Hint: Some lines were ellipsized, use -l to show in full.
root@ubuntu-jammy:~# systemctl status wazuh-indexer --no-pager -l
× wazuh-indexer.service - Wazuh-indexer
     Loaded: loaded (/lib/systemd/system/wazuh-indexer.service; enabled; vendor preset: enabled)
     Active: failed (Result: oom-kill) since Tue 2024-02-27 14:02:11 UTC; 6min ago
       Docs: https://documentation.wazuh.com
    Process: 4321 ExecStart=/usr/share/wazuh-indexer/bin/systemd-entrypoint -p ${PID_DIR}/wazuh-indexer.pid --quiet (code=killed, signal=KILL)
   Main PID: 4321 (code=killed, signal=KILL)
        CPU: 1min 29.469s

Feb 27 13:41:42 ubuntu-jammy systemd-entrypoint[4321]: WARNING: System::setSecurityManager will be removed in a future release
Feb 27 13:41:43 ubuntu-jammy systemd-entrypoint[4321]: WARNING: A terminally deprecated method in java.lang.System has been called
Feb 27 13:41:43 ubuntu-jammy systemd-entrypoint[4321]: WARNING: System::setSecurityManager has been called by org.opensearch.bootstrap.Security (file:/usr/share/wazuh-indexer/lib/opensearch-2.10.0.jar)
Feb 27 13:41:43 ubuntu-jammy systemd-entrypoint[4321]: WARNING: Please consider reporting this to the maintainers of org.opensearch.bootstrap.Security
Feb 27 13:41:43 ubuntu-jammy systemd-entrypoint[4321]: WARNING: System::setSecurityManager will be removed in a future release
Feb 27 13:41:50 ubuntu-jammy systemd[1]: Started Wazuh-indexer.
Feb 27 14:02:11 ubuntu-jammy systemd[1]: wazuh-indexer.service: A process of this unit has been killed by the OOM killer.
Feb 27 14:02:11 ubuntu-jammy systemd[1]: wazuh-indexer.service: Main process exited, code=killed, status=9/KILL
Feb 27 14:02:11 ubuntu-jammy systemd[1]: wazuh-indexer.service: Failed with result 'oom-kill'.
Feb 27 14:02:11 ubuntu-jammy systemd[1]: wazuh-indexer.service: Consumed 1min 29.469s CPU time.

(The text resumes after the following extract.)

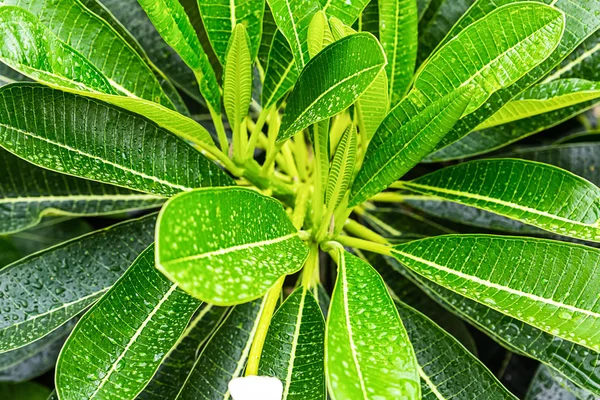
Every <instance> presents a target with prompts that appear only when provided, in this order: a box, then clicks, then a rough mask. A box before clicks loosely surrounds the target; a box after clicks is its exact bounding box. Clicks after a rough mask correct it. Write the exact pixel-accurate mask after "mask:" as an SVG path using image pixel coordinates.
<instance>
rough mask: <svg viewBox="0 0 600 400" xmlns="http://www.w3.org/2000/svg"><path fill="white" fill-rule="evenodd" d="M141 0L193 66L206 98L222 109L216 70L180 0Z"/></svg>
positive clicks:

On closer inspection, it seems wazuh-modulesd is exhausting available memory:

root@ubuntu-jammy:~# ps -eo 'cmd,%cpu,%mem' --sort '%mem' | tail -5
/var/ossec/framework/python  0.0  0.7
/var/ossec/framework/python  0.0  0.7
/var/ossec/framework/python  0.1  1.1
/usr/share/wazuh-dashboard/  1.0  2.3
/var/ossec/bin/wazuh-module 67.8 35.0

I stopped the wazuh-manager service and restarted the wazuh-indexer one, and so far, the indexer managed to stay up.

f-galland commented 7 months ago

Closing it as no action is needed on behalf of the Indexer team.